Endogenous BDNF is required for long-term memory formation in the rat parietal cortex

Abstract

Information storage in the brain is a temporally graded process involving different memory phases as well as different structures in the mammalian brain. Cortical plasticity seems to be essential to store stable long-term memories, although little information is available at the moment regarding molecular and cellular events supporting memory consolidation in the neocortex. Brain-derived neurotrophic factor (BDNF) modulates both short-term synaptic function and activity-dependent synaptic plasticity in hippocampal and cortical neurons. We have recently demonstrated that endogenous BDNF in the hippocampus is involved in memory formation. Here we examined the role of BDNF in the parietal cortex (PCx) in short-term (STM) and long-term memory (LTM) formation of a one-trial fear-motivated learning task in rats. Bilateral infusions of function-blocking anti-BDNF antibody into the PCx impaired both STM and LTM retention scores and decreased the phosphorylation state of cAMP response element-binding protein (CREB).
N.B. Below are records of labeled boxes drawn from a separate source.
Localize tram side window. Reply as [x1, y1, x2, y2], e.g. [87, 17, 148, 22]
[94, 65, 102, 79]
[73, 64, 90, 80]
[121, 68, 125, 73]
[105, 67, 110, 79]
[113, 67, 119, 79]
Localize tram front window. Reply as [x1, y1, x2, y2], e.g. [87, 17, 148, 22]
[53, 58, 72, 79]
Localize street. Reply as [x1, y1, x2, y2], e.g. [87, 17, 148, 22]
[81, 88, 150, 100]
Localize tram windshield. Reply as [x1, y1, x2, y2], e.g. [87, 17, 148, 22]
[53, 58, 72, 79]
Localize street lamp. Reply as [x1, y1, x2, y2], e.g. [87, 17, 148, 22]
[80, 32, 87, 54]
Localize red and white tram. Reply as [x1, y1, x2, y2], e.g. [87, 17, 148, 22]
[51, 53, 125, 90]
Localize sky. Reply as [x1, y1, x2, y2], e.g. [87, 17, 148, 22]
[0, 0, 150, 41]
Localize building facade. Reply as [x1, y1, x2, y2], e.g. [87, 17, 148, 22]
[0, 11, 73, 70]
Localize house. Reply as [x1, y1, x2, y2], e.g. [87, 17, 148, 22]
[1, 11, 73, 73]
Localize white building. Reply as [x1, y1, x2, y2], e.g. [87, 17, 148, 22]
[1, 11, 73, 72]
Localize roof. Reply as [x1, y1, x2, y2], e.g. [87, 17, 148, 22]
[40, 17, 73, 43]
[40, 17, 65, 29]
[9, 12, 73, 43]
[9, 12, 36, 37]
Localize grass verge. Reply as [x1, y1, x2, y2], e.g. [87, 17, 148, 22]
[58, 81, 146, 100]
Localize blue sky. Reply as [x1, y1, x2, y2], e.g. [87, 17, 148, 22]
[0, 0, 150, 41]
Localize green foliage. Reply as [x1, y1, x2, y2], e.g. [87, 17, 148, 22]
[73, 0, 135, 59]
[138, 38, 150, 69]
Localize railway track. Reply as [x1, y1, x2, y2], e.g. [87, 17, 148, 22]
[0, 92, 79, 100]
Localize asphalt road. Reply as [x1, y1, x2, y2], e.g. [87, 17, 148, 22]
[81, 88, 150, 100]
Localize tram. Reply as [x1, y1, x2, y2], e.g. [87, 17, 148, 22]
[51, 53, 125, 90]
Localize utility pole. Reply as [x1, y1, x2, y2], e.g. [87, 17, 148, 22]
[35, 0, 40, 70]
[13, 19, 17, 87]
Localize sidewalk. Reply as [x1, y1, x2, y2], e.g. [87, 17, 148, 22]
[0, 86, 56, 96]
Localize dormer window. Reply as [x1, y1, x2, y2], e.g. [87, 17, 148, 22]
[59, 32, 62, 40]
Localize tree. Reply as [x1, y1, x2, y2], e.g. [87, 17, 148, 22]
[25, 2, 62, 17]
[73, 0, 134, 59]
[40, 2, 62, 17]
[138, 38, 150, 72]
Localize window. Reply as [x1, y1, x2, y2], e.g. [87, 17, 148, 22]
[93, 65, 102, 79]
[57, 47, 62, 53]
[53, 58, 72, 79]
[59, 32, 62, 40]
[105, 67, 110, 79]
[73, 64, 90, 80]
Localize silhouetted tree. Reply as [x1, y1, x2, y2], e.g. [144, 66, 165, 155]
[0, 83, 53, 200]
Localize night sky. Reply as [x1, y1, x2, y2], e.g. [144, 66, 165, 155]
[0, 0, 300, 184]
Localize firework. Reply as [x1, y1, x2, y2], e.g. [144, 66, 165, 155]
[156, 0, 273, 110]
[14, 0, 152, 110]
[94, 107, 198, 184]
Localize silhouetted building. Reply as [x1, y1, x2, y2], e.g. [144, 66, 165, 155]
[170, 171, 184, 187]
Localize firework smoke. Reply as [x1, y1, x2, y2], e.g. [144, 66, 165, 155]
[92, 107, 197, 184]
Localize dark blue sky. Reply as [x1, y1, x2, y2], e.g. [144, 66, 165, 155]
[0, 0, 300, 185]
In contrast, intracortical administration of recombinant human BDNF facilitated LTM and increased CREB activation. Moreover, inhibitory avoidance training is associated with a rapid and transient increase in phospho-CREB/total CREB ratio in the PCx. Thus, our results indicate that endogenous BDNF is required for both STM and LTM formation of inhibitory avoidance learning, possibly involving CREB activation-dependent mechanisms. The present data support the idea that early sensory areas constitute important components of the networks subserving memory formation and that information processing in neocortex plays an important role in memory formation.

Figure 1.

(A) Schematic drawing showing a dorsal view of the rat cortex in stereotaxic coordinates prepared from coronal and horizontal sections by orthogonal projection (Zilles 1985). The extent of the area reached by the infusion in the PCx (stippled) is illustrated. (Par 1) Primary somatosensory cortex; (Par 2) supplementary somatosensory cortex. (B) Representative brain with methylene blue stain depicting correct infusion placement.

Figure 2.

Cortical BDNF is required for memory formation. Medians (interquartile range) of latencies to step down from the platform of the inhibitory avoidance box in the test session 1.5 h (STM) and 24 h (LTM) after training. Animals were infused with saline, BDNF (0.25 μg/side), or anti-BDNF (0.5 μg/side) (A) immediately after avoidance training, (B) 1 h after training, (C) 6 h after training, or (D) 15 min before retrieval. (^***) p < 0.001; (^**) p < 0.01; (^*) p < 0.05 versus saline group; Mann-Whitney U test, n =9-10 per group.

Figure 3.

Inhibitory avoidance training is associated with CREB activation in the PCx. (A) Representative Western blots and densitometric analysis of the data using anti-activated CREB (pCREB) and total CREB in the nuclear fraction obtained from the area of the PCx in which the infusion cannulae were placed, 30 min after animals were injected with saline or BDNF (0.25 μg/side) or anti-BDNF (0.5 μg/side). Data are expressed as the mean ±SEM of the logarithm of the pCREB/total CREB ratio; (^**) p < 0.01; (^*) p < 0.05; Newman-Keuls test after ANOVA, n =5-6 per group. (B) Representative Western blots and densitometric analysis of the data using anti-activated CREB (pCREB) and total CREB in the nuclear fraction obtained from the PCx in trained (closed bars; T) and shocked (hatched bars; S) groups, immediately after training (0 min) and 1 h after training. Data are expressed as the mean ±SEM of the logarithm of the pCREB/total CREB ratio; (^*) p < 0.05; Newman-Keuls test after ANOVA, n = 5 per group. The dotted line represents the mean naive value (0.1893 ± 0.1398). (N) Naive group.